If we decide that a doctor does not pose any current and ongoing risk to one or more of the three parts of public protection, but has significantly departed from the professional standards, we may need to issue them with a warning. This is a formal way of indicating to the doctor that their behaviour or performance has significantly departed from the professional standards and should not be repeated.

If we decide that a doctor poses a current and ongoing risk to one or more of the three parts of public protection, we may need to restrict their registration. This may be through agreeing undertakings or putting in place conditions or a suspension. The purpose of this type of action is to protect the public until the doctor no longer poses any risk, and can return to unrestricted practice.

In a very small number of cases, we may remove a doctor’s registration. This type of action is rare and is reserved for the most serious cases.

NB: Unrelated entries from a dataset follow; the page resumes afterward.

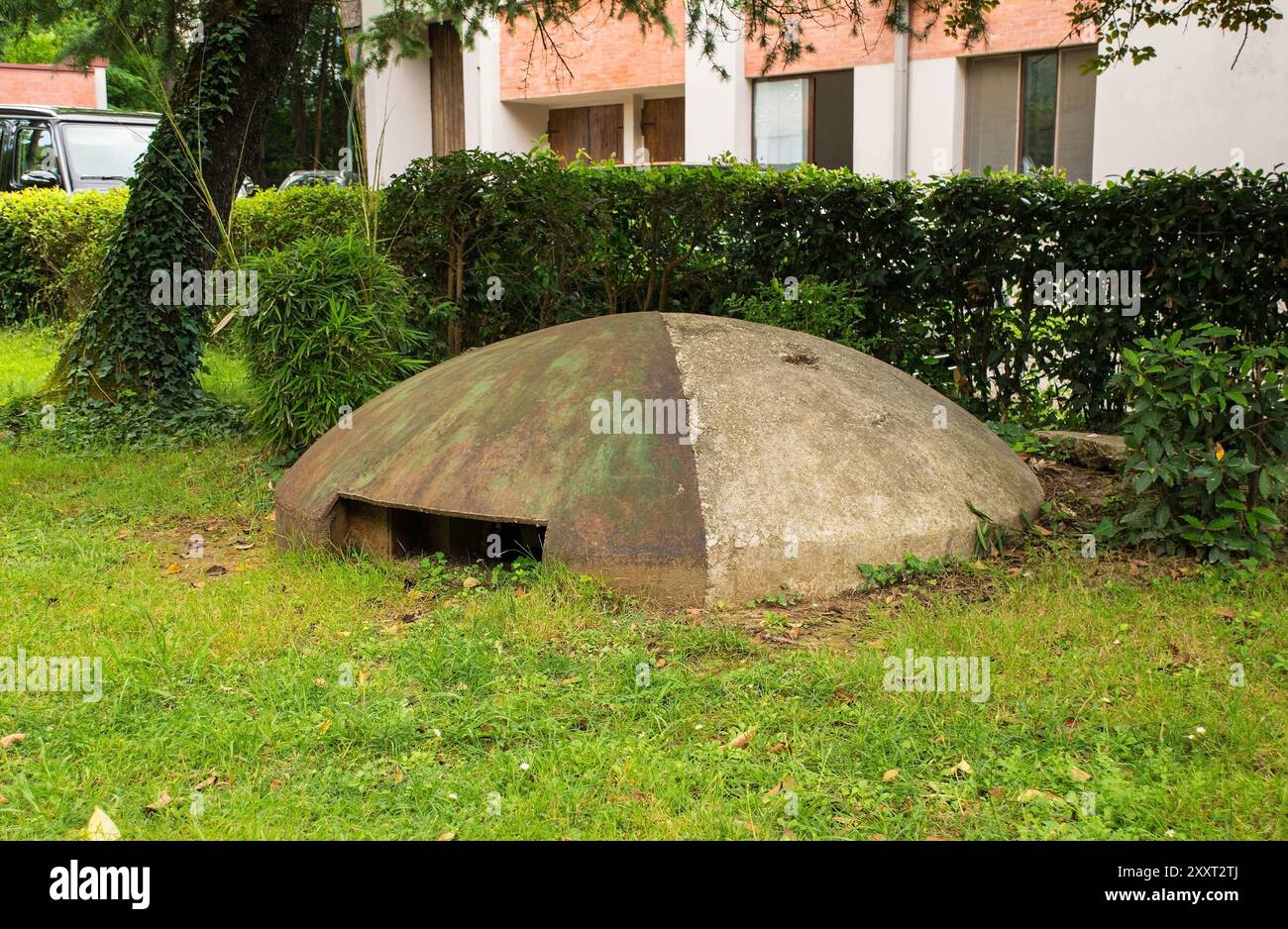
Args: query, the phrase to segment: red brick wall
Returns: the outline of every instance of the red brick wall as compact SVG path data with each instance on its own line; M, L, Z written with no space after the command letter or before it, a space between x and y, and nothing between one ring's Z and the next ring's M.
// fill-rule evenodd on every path
M675 39L659 28L641 36L635 17L613 19L599 10L598 4L589 5L586 13L574 18L576 30L554 31L571 77L554 53L541 48L540 36L532 42L531 19L519 19L513 31L502 24L501 99L684 84L683 0L670 0L667 17L675 27Z
M913 40L909 58L954 58L962 54L989 54L1042 49L1059 45L1069 35L1068 12L1073 0L1002 0L988 14L988 41L967 51L965 46L944 35L943 23L934 27L925 41ZM866 10L869 8L864 6ZM853 68L859 64L889 64L894 60L894 35L878 22L880 10L872 10L872 19L859 32L850 35L850 23L837 19L835 24L823 21L801 26L802 39L814 45L813 54L801 55L791 67L777 64L769 73L791 75L810 71ZM920 21L920 22L918 22ZM923 24L917 17L914 24ZM1094 41L1092 37L1069 37L1066 44ZM748 77L760 73L765 53L752 42L747 44L746 72Z
M97 107L94 69L54 64L0 64L0 103Z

How we make decisions in the fitness to practise process

We are legally required to make sure that our decisions in the fitness to practise process protect the public. It's also vital that both the public and doctors trust us to make the right decisions. In making our decisions, we follow these guiding principles.

  • Being proportionate
    In each case we will determine what action is required, taking no more measures than necessary, and in a timely manner.
  • Being transparent
    We're open about our process and the decisions we make. We explain our steps clearly and give reasons for our decisions so that everyone can understand them and hold us accountable.
  • Being fair
    We make sure that anyone can raise a concern with us about a doctor. We gather relevant evidence to help us to reach a fair decision.

We are committed to seeking out potential bias and making sure our processes are fair. To help ensure this, we are implementing recommendations from independent reviews of our guidance and how we apply it. As part of this we’ve asked doctors, patients and organisations who support them, about their experiences of our processes.